All one time pads are recorded from random data. You record a long stream of truly random input, then make two copies of the recording. Tne sender gets one copy, the receiver gets the other. Starting at the beginning of the pad, the sender uses each bit of the pad exactly once, then discards it. When the sender runs out of bits, he can not send any more data. The receiver decrypts decrypts likewise, discarding each pad bit after it has been used once. As long as the sender and receiver start with the same pads and don't skip or reuse any bits, they stay in syncronization.
Many perfectly good one time pads are drawn off of data "that anyone can record." For example, many pads are created from atmospheric noise. Anyone can record the same data, but unless you know exactly where and when the recording was done, it is computationally infeasible to record all possibilities, let alone brute force them.
There are many, many quasars that we record in the sky. All of them give off constant streams of random data. So it would be computationally intractable to record all possibilities or brute force a particulr message, because the attacker would have to know exactly which quasar was recorded, and exactly which instant the recording began. He would also have to know exactly which bit of the pad the sender was on when the sender started sending the message that he intercepted. All theoretically possible, but computationally intractable.
The preceding comments reflect the author's personal opinion and are public domain, unless explicitly stated otherwise.
For one thing they are just using the data to create random numbers .. i.e. all.
Logic being that, any random number we create is *not* random. i.e all.
And most (all??) encryption (RSA onwards) is based on random numbers.
Even if there is only one quasar the freq of the signal at any time would be very random indeed. Even if it is as created using known scientific functions, chaos theory predict that we wont be able to regenerate the same any time soon.
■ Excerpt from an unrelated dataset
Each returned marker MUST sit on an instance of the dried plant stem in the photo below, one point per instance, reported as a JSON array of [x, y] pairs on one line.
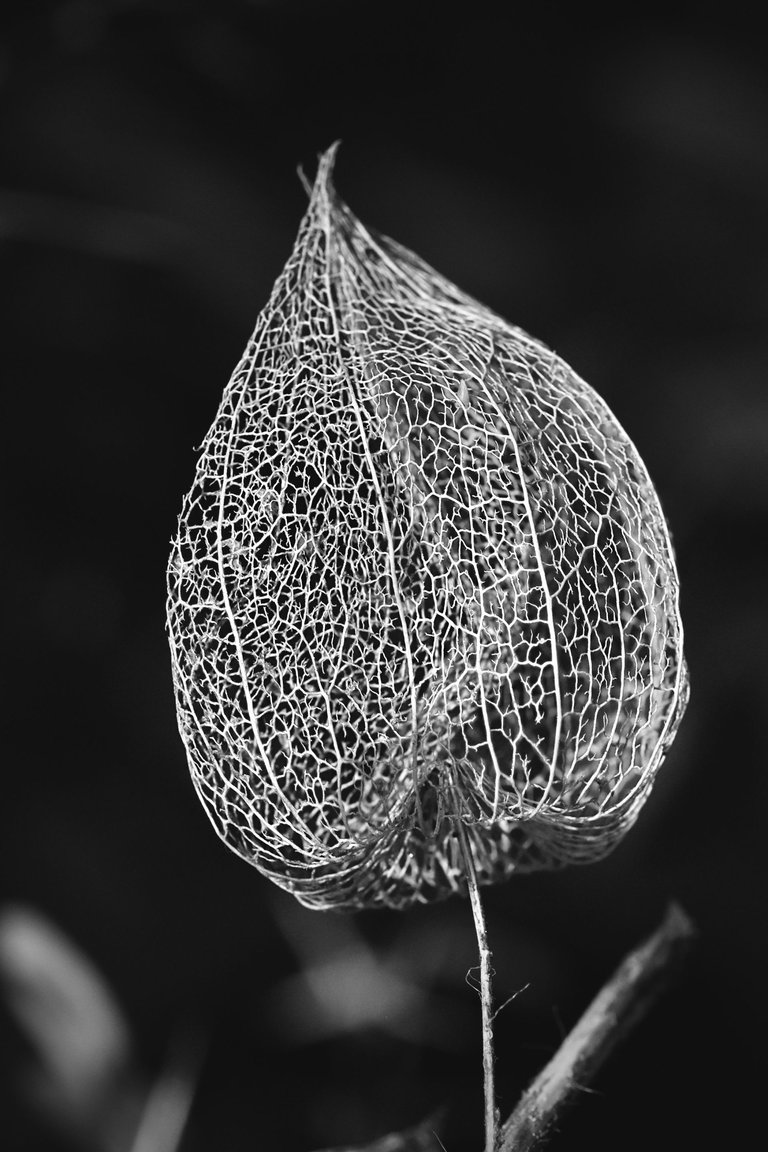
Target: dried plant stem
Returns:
[[486, 994], [616, 1008]]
For that matter, they could even use any of the natural process to generate random numbers -
Amp of any specfic freq from our dear sun, to , say the power of wind blowing outside itself, would make a good random number
They just chose an exotic one. i.e. all
rajmohan_h@yahoo.com
There doesn't seem to be anything special about a quasar here... essentially all they are saying is that large amounts of random data can be used for quick and easy one time pad encryption, which to my knowledge is unbreakable, although I am not particularly well versed in cryptography...
For those that don't know, the idea behind a one time pad is that your key is random, and the same size as the data being sent. For example, if binary data is sent, simple xor encryption can be used as follows
unencrypted data: 10110000
pad data : 10111001
xor the pad against the key and you get
encrypted data : 00001001
xor the same pad against the *encrypted* key again to get
original data : 10110001
tada
One time pads have two major problems
1. Both parties need the key.
2. The key is large, thus cumbersome to carry around and likely to be discovered.
Problem 2 can be solved, while losing some randomness, by using a popular book as the pad. Then you could just head down to the library and check out catcher in the rye, or whatever book you agreed upon beforehand, and begin decoding.
I suppose that this could be used in conjunction with public key cryptography, so that public key cryptography is used to encrypt the coordinates of the quasar you want to use... but I really don't see why you need the quasar at all. Also, aren't there only 12,000 of them visible? If this technology became widespread and quasars were persistently used as sources of random data... someone with enough resources could just monitor them all and decrypt any data transmitted by checking it against all the data received from pulsars at that time.
They are indeed unbreakable, with a theoretical proof of unbreakability -- in the land of spherical horses, where you're allowed to make huge assumptions.
One underappreciated assumption about one-time-pads is that the recipient will (and can!) destroy the keying material after use so thoroughly that the adversary can't reconstruct it. There are several other issues, of which key distribution is one of the easiest. Just put a 500GB external drive in the diplomatic bag once and you've covered communications for a long time.
Here's the problem. The only things secret here are which quasar (13, 14 bits of uncertainty), when the sampling started (?? There won't be very many possible seconds that the adversary has to scan but sampling could start on a fraction of a second), and the sampling algorithm (but you have to assume in crypto that the adversary knows your algorithms). It's going to be easier to brute-force than a 6-word Diceware passphrase unless atmospheric effects somehow make the quasar signal look different everywhere on earth.